Delegates to ExArrow.Parquet.Reader.from_binary/1 and emits a [:ex_arrow, :parquet, :read] telemetry event on successful open with source: :binary.

next(stream)

@spec next(t()) ::
  ExArrow.RecordBatch.t()
  | nil
  | {:error, String.t()}
  | {:error, {atom(), non_neg_integer(), String.t()}}

Returns the next record batch from the stream, or nil when done. Returns {:error, message} on read error.

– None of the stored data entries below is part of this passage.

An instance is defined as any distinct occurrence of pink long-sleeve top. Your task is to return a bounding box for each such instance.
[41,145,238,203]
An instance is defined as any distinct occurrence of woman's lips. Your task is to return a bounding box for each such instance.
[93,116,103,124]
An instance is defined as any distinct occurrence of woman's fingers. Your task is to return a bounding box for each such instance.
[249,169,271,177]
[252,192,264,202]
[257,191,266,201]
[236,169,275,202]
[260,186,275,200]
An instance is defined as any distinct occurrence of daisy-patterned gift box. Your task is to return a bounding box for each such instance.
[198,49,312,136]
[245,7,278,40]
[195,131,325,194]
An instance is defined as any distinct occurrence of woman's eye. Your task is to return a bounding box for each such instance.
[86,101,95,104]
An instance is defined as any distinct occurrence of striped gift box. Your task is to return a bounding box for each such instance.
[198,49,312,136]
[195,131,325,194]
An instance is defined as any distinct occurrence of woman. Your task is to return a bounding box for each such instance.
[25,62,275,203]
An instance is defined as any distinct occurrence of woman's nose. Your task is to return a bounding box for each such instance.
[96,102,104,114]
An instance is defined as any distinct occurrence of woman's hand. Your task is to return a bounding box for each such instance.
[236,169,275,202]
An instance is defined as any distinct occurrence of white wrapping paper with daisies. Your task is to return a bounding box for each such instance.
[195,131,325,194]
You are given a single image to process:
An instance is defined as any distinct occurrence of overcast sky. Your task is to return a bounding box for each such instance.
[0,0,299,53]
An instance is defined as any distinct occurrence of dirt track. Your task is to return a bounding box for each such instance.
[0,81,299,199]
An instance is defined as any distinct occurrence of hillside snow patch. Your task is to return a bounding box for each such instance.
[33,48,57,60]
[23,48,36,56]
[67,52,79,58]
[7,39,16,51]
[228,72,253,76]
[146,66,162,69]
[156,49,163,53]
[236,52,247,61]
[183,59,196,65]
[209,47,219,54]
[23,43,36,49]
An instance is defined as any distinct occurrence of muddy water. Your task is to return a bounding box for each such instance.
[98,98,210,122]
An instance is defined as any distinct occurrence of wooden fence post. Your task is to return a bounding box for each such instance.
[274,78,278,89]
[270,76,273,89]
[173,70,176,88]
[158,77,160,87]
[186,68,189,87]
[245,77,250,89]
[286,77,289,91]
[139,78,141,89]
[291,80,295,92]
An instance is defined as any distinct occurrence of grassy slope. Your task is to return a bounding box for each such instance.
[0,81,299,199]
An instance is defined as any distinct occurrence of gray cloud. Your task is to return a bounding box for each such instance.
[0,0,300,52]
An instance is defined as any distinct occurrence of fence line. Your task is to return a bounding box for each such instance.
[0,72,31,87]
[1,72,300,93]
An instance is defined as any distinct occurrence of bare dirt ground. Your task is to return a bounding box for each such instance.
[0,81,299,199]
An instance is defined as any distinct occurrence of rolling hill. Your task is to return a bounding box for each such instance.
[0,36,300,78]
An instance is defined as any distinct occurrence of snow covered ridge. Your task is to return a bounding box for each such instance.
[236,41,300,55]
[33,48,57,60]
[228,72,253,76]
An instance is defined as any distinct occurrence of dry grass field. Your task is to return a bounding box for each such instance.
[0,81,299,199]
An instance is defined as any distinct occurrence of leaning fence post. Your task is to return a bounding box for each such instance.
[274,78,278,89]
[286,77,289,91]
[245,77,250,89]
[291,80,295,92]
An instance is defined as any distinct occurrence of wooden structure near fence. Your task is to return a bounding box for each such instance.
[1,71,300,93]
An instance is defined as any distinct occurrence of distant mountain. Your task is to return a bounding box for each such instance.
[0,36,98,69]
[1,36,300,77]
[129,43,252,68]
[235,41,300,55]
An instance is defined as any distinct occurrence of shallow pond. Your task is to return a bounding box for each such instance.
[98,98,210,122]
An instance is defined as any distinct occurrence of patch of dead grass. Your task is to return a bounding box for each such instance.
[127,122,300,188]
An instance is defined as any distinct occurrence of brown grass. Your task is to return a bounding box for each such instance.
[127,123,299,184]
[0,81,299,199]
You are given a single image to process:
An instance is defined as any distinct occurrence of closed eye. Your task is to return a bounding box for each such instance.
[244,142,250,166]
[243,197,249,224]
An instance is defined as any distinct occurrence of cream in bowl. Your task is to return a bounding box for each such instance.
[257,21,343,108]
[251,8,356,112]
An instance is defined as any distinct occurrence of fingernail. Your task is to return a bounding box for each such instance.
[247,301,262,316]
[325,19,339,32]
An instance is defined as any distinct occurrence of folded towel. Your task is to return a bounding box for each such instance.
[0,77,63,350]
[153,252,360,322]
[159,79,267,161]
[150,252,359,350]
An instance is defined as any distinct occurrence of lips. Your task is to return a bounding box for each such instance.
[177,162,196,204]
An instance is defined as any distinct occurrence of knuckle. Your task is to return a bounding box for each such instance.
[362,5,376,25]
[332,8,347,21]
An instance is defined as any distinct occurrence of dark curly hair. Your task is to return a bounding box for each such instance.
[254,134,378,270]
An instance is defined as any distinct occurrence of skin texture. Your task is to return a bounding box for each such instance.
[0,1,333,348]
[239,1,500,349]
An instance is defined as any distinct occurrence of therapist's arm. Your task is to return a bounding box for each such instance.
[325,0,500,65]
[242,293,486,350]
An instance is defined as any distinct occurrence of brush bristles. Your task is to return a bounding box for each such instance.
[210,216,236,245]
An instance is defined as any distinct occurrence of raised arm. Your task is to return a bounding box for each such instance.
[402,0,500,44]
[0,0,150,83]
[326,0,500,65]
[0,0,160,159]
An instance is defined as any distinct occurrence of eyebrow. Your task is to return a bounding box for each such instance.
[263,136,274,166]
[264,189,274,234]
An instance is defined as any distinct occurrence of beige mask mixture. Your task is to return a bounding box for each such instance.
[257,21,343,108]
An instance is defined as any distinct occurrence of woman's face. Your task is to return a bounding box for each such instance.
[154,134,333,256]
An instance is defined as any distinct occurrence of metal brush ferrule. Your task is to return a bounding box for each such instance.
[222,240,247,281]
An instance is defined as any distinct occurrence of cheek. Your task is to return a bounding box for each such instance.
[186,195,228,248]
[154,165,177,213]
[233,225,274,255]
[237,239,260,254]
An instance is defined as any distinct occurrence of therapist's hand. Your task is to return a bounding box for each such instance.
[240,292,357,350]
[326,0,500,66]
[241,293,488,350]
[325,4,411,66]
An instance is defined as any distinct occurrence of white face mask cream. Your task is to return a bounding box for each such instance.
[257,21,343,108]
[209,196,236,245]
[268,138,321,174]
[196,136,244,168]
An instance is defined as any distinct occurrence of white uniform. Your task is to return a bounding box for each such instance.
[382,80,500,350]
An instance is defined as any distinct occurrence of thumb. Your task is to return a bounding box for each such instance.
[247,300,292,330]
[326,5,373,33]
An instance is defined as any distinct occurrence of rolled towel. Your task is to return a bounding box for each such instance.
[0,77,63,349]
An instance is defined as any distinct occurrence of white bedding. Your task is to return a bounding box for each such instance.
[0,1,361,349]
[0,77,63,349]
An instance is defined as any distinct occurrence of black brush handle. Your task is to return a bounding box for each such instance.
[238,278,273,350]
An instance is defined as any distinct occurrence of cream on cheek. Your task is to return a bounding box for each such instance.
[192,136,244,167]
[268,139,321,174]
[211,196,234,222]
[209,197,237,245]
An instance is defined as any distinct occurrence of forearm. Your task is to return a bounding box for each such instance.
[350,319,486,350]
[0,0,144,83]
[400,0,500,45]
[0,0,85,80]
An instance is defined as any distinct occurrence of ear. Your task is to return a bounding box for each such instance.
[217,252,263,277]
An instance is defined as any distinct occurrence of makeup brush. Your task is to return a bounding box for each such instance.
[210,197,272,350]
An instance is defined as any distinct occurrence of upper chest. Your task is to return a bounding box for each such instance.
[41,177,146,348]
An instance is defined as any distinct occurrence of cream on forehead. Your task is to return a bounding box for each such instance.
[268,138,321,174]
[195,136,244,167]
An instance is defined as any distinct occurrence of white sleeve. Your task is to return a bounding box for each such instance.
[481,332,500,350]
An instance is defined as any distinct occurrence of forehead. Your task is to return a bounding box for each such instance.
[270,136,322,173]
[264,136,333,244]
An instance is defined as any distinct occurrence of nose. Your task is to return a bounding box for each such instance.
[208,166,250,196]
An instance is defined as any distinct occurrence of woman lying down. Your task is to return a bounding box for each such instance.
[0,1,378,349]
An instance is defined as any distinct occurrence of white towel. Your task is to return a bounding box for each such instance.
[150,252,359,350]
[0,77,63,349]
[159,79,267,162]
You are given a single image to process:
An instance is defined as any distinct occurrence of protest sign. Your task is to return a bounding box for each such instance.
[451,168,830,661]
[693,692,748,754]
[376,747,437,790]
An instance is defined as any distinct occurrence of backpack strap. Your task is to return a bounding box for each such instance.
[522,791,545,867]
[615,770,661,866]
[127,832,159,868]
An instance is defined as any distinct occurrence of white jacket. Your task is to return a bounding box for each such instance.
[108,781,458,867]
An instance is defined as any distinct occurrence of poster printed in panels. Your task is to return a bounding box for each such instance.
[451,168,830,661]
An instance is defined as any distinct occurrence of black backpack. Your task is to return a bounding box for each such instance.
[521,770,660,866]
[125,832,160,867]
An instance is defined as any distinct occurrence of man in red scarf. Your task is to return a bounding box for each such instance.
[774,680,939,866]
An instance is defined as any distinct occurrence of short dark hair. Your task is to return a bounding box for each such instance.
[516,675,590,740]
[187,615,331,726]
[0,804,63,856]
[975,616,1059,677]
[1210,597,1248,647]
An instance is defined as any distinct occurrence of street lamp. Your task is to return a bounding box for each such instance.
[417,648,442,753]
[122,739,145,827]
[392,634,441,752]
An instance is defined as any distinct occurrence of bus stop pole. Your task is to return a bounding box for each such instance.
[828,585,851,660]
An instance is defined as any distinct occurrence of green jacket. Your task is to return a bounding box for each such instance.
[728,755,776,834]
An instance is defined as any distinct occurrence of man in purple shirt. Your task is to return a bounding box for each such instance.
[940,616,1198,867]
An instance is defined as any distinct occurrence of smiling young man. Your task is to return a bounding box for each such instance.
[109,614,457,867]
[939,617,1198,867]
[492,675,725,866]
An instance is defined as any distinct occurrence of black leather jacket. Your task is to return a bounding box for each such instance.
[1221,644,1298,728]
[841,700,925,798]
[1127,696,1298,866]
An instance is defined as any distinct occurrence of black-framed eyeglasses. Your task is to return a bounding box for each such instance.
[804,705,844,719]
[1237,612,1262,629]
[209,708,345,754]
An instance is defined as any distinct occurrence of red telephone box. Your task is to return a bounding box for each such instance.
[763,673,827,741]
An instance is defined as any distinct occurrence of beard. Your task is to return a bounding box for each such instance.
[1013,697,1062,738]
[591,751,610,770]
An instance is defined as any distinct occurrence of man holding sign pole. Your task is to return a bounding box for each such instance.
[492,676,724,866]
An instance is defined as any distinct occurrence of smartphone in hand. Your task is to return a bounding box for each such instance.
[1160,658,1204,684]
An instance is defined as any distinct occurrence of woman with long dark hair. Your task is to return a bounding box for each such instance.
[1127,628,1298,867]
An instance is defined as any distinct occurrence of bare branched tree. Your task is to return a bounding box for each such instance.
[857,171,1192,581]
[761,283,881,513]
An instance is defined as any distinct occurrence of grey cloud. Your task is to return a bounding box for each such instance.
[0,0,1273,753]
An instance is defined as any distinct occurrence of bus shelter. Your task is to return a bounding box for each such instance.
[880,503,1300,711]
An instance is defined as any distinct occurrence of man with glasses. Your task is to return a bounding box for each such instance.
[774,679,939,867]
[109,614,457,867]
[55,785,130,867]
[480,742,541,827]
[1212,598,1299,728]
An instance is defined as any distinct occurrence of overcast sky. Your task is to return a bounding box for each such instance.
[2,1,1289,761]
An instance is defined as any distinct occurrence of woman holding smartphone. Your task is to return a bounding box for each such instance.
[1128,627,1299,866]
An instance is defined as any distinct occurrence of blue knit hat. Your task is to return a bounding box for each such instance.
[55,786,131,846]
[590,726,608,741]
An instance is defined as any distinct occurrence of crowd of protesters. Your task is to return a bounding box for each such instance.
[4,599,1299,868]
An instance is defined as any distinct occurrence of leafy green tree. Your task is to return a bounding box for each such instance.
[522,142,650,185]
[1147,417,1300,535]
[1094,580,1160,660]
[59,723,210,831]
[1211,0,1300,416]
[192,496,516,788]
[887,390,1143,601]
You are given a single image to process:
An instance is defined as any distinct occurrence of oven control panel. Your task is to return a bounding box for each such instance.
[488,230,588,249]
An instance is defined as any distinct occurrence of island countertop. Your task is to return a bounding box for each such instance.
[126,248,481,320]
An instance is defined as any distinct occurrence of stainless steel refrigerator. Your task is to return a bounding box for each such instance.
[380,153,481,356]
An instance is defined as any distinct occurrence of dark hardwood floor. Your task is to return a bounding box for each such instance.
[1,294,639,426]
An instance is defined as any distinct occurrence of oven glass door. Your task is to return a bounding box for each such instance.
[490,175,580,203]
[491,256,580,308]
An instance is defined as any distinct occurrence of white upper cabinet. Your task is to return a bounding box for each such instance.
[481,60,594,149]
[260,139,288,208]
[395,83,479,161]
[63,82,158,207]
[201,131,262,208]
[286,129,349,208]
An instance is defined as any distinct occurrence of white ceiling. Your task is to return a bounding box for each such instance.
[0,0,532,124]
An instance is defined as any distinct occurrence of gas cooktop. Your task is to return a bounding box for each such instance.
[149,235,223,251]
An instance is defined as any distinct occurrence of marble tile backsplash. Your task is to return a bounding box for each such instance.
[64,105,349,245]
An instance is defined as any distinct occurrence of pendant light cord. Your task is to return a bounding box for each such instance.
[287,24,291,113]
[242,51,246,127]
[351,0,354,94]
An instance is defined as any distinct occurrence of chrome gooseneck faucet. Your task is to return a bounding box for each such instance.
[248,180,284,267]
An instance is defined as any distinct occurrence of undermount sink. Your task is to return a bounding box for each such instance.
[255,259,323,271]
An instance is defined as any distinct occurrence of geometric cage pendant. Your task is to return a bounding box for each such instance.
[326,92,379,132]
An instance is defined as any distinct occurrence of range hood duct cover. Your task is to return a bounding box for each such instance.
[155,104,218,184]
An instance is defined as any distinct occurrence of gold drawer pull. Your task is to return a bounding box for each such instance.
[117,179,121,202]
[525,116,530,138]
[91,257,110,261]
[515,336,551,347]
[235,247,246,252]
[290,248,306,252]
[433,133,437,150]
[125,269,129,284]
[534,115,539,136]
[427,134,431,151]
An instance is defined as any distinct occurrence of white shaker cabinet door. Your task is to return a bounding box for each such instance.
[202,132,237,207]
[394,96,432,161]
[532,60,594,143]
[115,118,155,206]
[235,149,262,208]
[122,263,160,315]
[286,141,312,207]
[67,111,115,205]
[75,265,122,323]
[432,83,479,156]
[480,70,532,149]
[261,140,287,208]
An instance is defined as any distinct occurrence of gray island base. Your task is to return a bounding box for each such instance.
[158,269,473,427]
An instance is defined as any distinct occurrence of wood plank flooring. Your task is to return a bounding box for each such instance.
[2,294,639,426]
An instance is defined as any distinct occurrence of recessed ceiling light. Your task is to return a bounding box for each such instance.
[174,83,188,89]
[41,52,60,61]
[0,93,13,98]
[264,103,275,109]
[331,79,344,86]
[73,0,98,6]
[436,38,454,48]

For :flight_sql streams, read errors carry a structured 3-tuple so callers can distinguish gRPC codes:

{:error, {code_atom, grpc_status_integer, message}} |
{:error, string_message}

Enum.* / Stream.* functions raise on any error shape. For recoverable error handling iterate with next/1 directly.

schema(stream)

@spec schema(t()) :: {:ok, ExArrow.Schema.t()} | {:error, String.t()}

Returns the schema of this stream (without consuming it). Returns {:error, message} if the stream is invalid (e.g. poisoned lock).

source(stream)

@spec source(t()) :: term()

Returns the origin metadata attached to this stream by the from_*/ constructors. The value is backend-specific (e.g. {:parquet, path} or {:flight_sql, sql}) and is forwarded to telemetry events as :source.

to_list(stream)

@spec to_list(t()) :: [ExArrow.RecordBatch.t()]

Collects all remaining batches from the stream into a list.

Stops at the first error and raises. Returns an empty list for an already-exhausted stream.